次に現れたのは、パソコンだった。しかも、家にある液晶テレビ並みに巨大なモニタが付いている。家電店でも、店頭には並んでいないタイプのモノだった。
「おい、これどうしたんだ?」
「うん、パソコン始めようと思って」
「金は?」
「うん、自分のモノ、売ったから」
  それからの彼女はおかしな行動が目立つようになった。
  あの美しい瞳の左側だけが、色が変わり、よく物にぶつかるようになった。
  『子どもが出来た』と言っていたはずなのだが、しばらくすると『違った』と言い、その癖、しきりとお腹を押さえる事が多くなった
  左右の小指にリングをはめるようになり、よく見ると小指だけ妙な肌色をしている。
  そして、よく転ぶようになった。

次に現れたのは、システムキッチンだった。テレビドラマなどでよく見る対面式システムキッチンで、有名デザイナーによる設計のモノだった。
  私はもうキヨミに話しかける事はなかった。
  キヨミは、もう立ち上がる事も出来ない状態で、布団に横になったままの状態だったからだ。
  頬は肉が削げ落ち、あの左目は白く変色している。内臓の病気なのだろうか、肌の変色が激しく、いたる所に痣が出来ていた。言葉もあまりしゃべらなくなり、しゃべっても意味を成さない事が多くなった。
 
当然の事だが、キヨミがベッドから立ち上がれなくなると、突然モノが増える事はなくなった。
  仕事と家事の両立、さらにキヨミの世話など大変ではあったが、なんとかこなしている。会社での地位も上がり、少ないが給料もあがった。そして、大口の取引先との契約を取り付けた時には、嬉しさで家まで飛んで帰った。

が、家は無くなっていた。
  玄関の扉には『売家』との札がぶら下がっおり、その下に紙が一枚貼ってあった。
  『あなたへ
   新居を購入しました。

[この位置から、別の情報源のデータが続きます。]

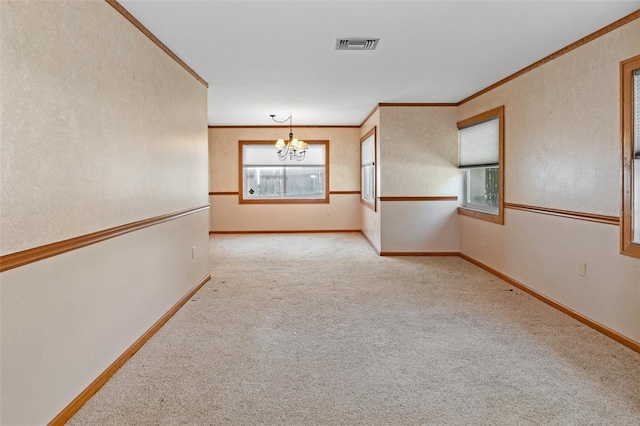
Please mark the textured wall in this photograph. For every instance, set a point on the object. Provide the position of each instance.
(562, 127)
(371, 219)
(563, 151)
(344, 175)
(419, 157)
(99, 128)
(419, 151)
(92, 111)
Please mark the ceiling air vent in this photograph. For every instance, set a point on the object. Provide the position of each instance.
(356, 43)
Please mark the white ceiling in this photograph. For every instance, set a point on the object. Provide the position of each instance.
(279, 57)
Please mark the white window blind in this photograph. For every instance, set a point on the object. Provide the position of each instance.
(636, 114)
(479, 144)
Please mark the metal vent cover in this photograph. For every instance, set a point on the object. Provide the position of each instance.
(356, 43)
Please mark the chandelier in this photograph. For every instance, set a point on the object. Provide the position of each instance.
(293, 149)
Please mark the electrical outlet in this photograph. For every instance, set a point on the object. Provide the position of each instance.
(582, 269)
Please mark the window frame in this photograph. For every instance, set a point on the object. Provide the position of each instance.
(628, 246)
(243, 200)
(370, 204)
(477, 119)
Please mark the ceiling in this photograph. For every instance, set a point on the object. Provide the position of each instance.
(279, 57)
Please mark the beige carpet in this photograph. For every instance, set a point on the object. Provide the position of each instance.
(316, 329)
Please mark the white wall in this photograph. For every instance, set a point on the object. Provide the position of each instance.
(563, 151)
(99, 128)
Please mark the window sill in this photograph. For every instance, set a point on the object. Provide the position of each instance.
(477, 214)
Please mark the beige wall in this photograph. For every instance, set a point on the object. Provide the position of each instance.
(341, 213)
(111, 121)
(563, 151)
(99, 128)
(419, 158)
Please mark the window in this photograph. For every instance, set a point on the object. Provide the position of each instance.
(630, 232)
(368, 169)
(266, 179)
(481, 152)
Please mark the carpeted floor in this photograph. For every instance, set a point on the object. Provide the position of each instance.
(316, 329)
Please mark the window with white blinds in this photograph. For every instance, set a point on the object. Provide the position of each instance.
(368, 169)
(636, 113)
(480, 141)
(479, 144)
(264, 178)
(630, 108)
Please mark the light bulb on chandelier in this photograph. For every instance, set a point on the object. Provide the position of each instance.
(292, 149)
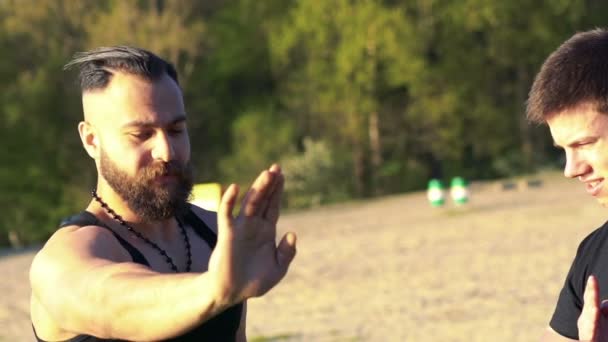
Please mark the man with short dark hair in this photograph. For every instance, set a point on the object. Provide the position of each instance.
(141, 263)
(570, 95)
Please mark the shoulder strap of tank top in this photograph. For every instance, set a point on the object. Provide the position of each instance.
(86, 218)
(201, 228)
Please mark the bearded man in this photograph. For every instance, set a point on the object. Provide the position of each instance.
(141, 263)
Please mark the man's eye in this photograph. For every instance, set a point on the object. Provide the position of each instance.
(176, 130)
(141, 135)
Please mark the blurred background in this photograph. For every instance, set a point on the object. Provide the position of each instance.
(356, 99)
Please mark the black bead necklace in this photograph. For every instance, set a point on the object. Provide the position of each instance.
(162, 252)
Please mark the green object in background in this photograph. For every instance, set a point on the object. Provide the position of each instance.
(459, 191)
(435, 193)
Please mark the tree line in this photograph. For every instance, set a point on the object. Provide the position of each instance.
(353, 98)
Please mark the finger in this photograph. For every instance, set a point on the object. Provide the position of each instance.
(257, 198)
(286, 251)
(224, 212)
(588, 320)
(275, 168)
(274, 204)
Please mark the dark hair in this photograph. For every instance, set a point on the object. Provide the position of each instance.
(575, 74)
(97, 66)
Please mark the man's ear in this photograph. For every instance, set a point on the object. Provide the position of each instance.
(89, 138)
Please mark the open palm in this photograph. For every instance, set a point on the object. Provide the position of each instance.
(246, 259)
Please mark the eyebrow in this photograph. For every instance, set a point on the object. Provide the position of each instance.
(140, 124)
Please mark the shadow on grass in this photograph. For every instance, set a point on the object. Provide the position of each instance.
(275, 338)
(298, 337)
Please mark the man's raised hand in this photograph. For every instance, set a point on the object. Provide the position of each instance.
(246, 260)
(592, 323)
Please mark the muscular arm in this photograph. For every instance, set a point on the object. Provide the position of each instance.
(552, 336)
(87, 284)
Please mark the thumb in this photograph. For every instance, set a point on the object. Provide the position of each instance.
(286, 251)
(224, 212)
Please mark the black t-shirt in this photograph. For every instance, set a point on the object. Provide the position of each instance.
(222, 327)
(591, 259)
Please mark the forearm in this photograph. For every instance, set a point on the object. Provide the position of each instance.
(141, 304)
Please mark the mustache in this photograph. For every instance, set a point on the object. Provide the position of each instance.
(170, 168)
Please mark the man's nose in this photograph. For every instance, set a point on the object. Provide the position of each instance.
(163, 148)
(575, 165)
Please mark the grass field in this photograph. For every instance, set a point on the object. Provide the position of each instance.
(394, 269)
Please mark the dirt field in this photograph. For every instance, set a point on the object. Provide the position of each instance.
(394, 269)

地図の赤い丸のところまで来てください。
                    キヨミ』

  そう書かれてあった。
  私は慌てて車を飛ばし、その地図の赤い丸の地点まで辿り着いた。
  そこには、白亜の宮殿と言わんばかりの高級住宅が建っていた。
  すぐに、玄関に飛び込んで、キヨミを探した。
  当然、キヨミは巨大な寝室のキングサイズのベッドに横になって笑っていた。
「こ、これ、一体…」
  私は何も言えなくなっていた。
  キヨミは笑顔で答えた。
「買っ…たの。身の回り…のモノ、ぜーんぶ売って」
「全部?」
  と言った途端、首筋にチクリと痛みが走って、意識が遠のいていった。

 今この手記は、国籍も分からない船の船倉で書いている。
  これから、私がどうなるのか、どこへ売り飛ばされるのか検討も付かない。時折聞こえる船員の話し声からすると、中東の辺りへ向かっているようだ。
  この手記は遺書となるのかも知れない。
  書き上げたら、ビンに詰めて窓から海へ投げ込むつもりだ。
  助けは期待していない。
  ただ、事実を誰かに知らせたいだけなのだ。